Or, more specifically, has disintermediation broken the business model?
Ever since the invention of compact cassettes in the 1960s and the arrival of the Walkman in the 1970s, pundits have been predicting the end of the music business (remember those “Home Taping Is Killing Music” campaign logos of the 1980s?) – a theory that look set to come true in the 1990s with the launch of mp3 players and peer-to-peer file sharing. Yet, rather like Mark Twain, the death of the record industry appears to be greatly exaggerated.
Most debate about the demise of the music industry is predicated on the impact of technology that facilitates music piracy, whereas in reality the business model has been broken as a consequence of digital disintermediation.
For most of its history, the recording industry was a model of vertical integration. The major record labels owned the content, the means of production (recording and manufacture), the publishing and licensing activities, the distribution channels – and in some cases, they even manufactured the hardware, owned the retail stores and promoted live concerts.
The 1970s began a rapid process of horizontal integration, as the major record labels merged with one another at such a rate that by the late 1990s there were really only four global companies – Sony, Warner, Universal and EMI. At various times, each of these companies has also been affiliated to substantial film, electronics and publishing interests – further proof of the vertical and horizontal integration.
The “Big Four” have now been reduced to just three with the sale of EMI to Universal. European Union Competition rules resulted in parts of the EMI group of labels being divested to Warner, and the music publishing division being sold to Sony/ATV Music Publishing.
EMI was probably the epitome of vertical integration – but over the years, it was forced to sell or close assets like its UK manufacturing plant and the HMV retail chain, and came close to selling off London’s Abbey Road Studios (a decision that was reversed following public outcry and reinforced by a heritage listing). Some observers blame poor business decisions and weak digital strategies for EMI’s demise, but I would argue that the highly integrated model has been found wanting, and EMI was a dinosaur that could no longer survive in its current form. For example, despite some errors of judgement (such as putting “Copy Control” software on their CD’s which affected their ability to play on personal computers), in many ways EMI was something of a pioneer in digital music – being one of the first major labels to remove DRM from its downloads, and licensing its content for streaming services.

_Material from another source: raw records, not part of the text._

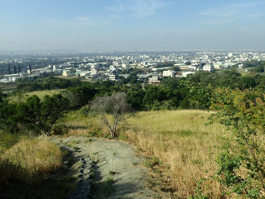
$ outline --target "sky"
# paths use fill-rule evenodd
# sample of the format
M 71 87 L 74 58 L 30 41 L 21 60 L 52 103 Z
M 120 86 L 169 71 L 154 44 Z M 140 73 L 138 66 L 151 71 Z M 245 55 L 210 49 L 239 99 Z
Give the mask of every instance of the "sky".
M 0 0 L 0 50 L 265 49 L 264 0 Z

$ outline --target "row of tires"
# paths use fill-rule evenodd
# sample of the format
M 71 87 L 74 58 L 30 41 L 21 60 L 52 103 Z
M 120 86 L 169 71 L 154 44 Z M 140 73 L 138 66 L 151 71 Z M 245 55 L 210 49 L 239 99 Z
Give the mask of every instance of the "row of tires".
M 88 199 L 89 194 L 91 191 L 91 179 L 90 173 L 93 161 L 87 156 L 80 159 L 82 163 L 77 177 L 79 180 L 76 191 L 71 195 L 70 199 Z

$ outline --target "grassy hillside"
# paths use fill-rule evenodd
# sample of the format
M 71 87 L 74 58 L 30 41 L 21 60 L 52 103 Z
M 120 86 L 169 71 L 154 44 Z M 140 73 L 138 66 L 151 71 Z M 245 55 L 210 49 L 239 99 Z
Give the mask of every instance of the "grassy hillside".
M 51 90 L 45 90 L 40 91 L 33 91 L 30 93 L 25 93 L 24 95 L 27 95 L 29 96 L 32 96 L 33 95 L 36 95 L 39 98 L 42 98 L 43 97 L 46 95 L 52 95 L 53 94 L 59 94 L 64 89 L 54 89 Z M 18 97 L 17 95 L 13 95 L 10 97 L 8 98 L 10 101 L 14 100 L 17 101 L 17 100 Z
M 139 112 L 119 127 L 119 138 L 134 143 L 148 158 L 143 164 L 158 171 L 149 179 L 153 187 L 186 198 L 194 194 L 197 182 L 205 178 L 210 185 L 202 185 L 203 190 L 210 198 L 219 198 L 222 188 L 209 176 L 216 168 L 215 146 L 225 129 L 218 124 L 205 126 L 210 114 L 194 110 Z M 65 122 L 71 127 L 68 135 L 108 137 L 109 134 L 95 117 L 72 113 Z

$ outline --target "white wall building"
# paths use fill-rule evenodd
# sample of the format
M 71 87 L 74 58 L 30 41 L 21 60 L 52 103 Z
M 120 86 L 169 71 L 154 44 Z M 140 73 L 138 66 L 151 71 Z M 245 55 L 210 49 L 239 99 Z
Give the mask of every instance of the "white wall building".
M 128 63 L 124 62 L 122 63 L 122 64 L 121 65 L 121 66 L 123 68 L 127 69 L 127 68 L 129 68 L 130 65 Z
M 109 75 L 109 77 L 110 80 L 117 81 L 118 80 L 118 74 Z
M 203 70 L 213 71 L 214 70 L 214 67 L 213 65 L 205 65 L 203 66 Z
M 195 72 L 184 72 L 182 73 L 182 77 L 186 77 L 187 76 L 187 75 L 189 74 L 192 75 L 192 74 L 194 74 L 195 73 Z
M 153 76 L 151 77 L 148 78 L 148 83 L 149 84 L 158 84 L 160 83 L 160 81 L 158 80 L 158 77 Z
M 175 74 L 176 71 L 171 71 L 169 70 L 168 71 L 163 71 L 163 77 L 173 77 Z
M 85 77 L 86 75 L 87 75 L 91 72 L 90 71 L 84 71 L 80 73 L 80 77 Z

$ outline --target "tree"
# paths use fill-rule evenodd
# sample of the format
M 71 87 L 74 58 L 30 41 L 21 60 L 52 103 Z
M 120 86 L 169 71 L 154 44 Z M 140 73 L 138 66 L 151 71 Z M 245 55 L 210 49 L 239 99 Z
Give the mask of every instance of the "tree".
M 0 103 L 0 129 L 13 133 L 17 130 L 20 118 L 15 102 Z
M 17 108 L 21 122 L 33 124 L 47 136 L 54 125 L 64 116 L 69 107 L 68 101 L 60 94 L 45 95 L 42 100 L 34 95 L 19 103 Z
M 192 89 L 193 85 L 191 85 Z M 264 198 L 265 95 L 260 95 L 253 101 L 249 96 L 258 93 L 249 89 L 242 91 L 210 85 L 199 88 L 198 92 L 206 99 L 209 110 L 215 111 L 208 118 L 208 124 L 217 122 L 230 130 L 216 159 L 218 169 L 211 177 L 224 186 L 224 194 Z M 202 196 L 201 190 L 198 193 L 192 198 L 207 198 Z
M 134 109 L 127 103 L 126 94 L 121 92 L 96 97 L 92 102 L 90 109 L 100 116 L 99 121 L 108 127 L 112 139 L 116 137 L 117 125 L 132 117 L 134 113 Z M 108 115 L 114 119 L 112 124 L 107 119 Z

Despite the rampant corporate contraction, the growth of digital download platforms and the expansion of music streaming services, it’s clear that record labels still have a role to play in developing and distributing new content. Independent labels, distributors and retailers continue to wax and wane according to the fortunes of the wider industry, and technology makes it even easier for artists to self-release their recordings direct to the customer – but record labels provide the financial and marketing support that are critical to commercial success, and other intermediaries (publishers, distributors, licensees, retailers, promoters, etc.) continue to add value to the supply chain.
In fact, just this week, Billboard has been running a poll on whether Universal and Sony should break away from their parent entertainment conglomerates – the theory being that the music labels represent greater value on their own, especially when unencumbered by ailing electronics and movie businesses. Results so far suggest that ownership does not matter so much as having the best strategies for, and access to, the means of content creation and distribution.
At the same time, the music industry is going through another round of vertical and horizontal integration and disintermediation, driven by new technology, new distribution platforms and new business models linked to the way we access and consume content. So, while Apple’s iTunes platform has been accused of anti-competitive practices in its dealings with content owners, it also faces competition from music streaming services like Spotify, Rdio and Pandora, and new content platforms like Twitter’s #music and Vine. And if sales of new CD’s (and even mp3 downloads) are reportedly declining, there is still healthy demand for live music events especially those linked to the marketing of established back catalogue titles, which is where record labels come into their own as curators of re-released and re-packaged content.
In conclusion, here are some random reasons why I think the music industry is actually in good health:
- Sales of vinyl records achieved a 15-year high in 2012
- The success of the international Record Store Day events has spawned an inaugural Cassette Store Day scheduled for next month
- L.Pierre has released the first ever album on Vine
- Beck released his last album only in printed song sheet form
- Universal has launched a crowdfunding model to re-release out-of-print vinyl (but only after independent labels started the trend)
- Content is still king – and investors are starting to look at liberating music assets from their parent companies
- SoundCloud continues to set the standard for user-defined music content (c.f. MySpace…)
- ISP’s, telcos and other distribution platforms are keen to acquire content assets
- Major record labels have realised they don’t do a good job of their own download stores (remember Sony’s Connect, for example?) – leave it to the experts!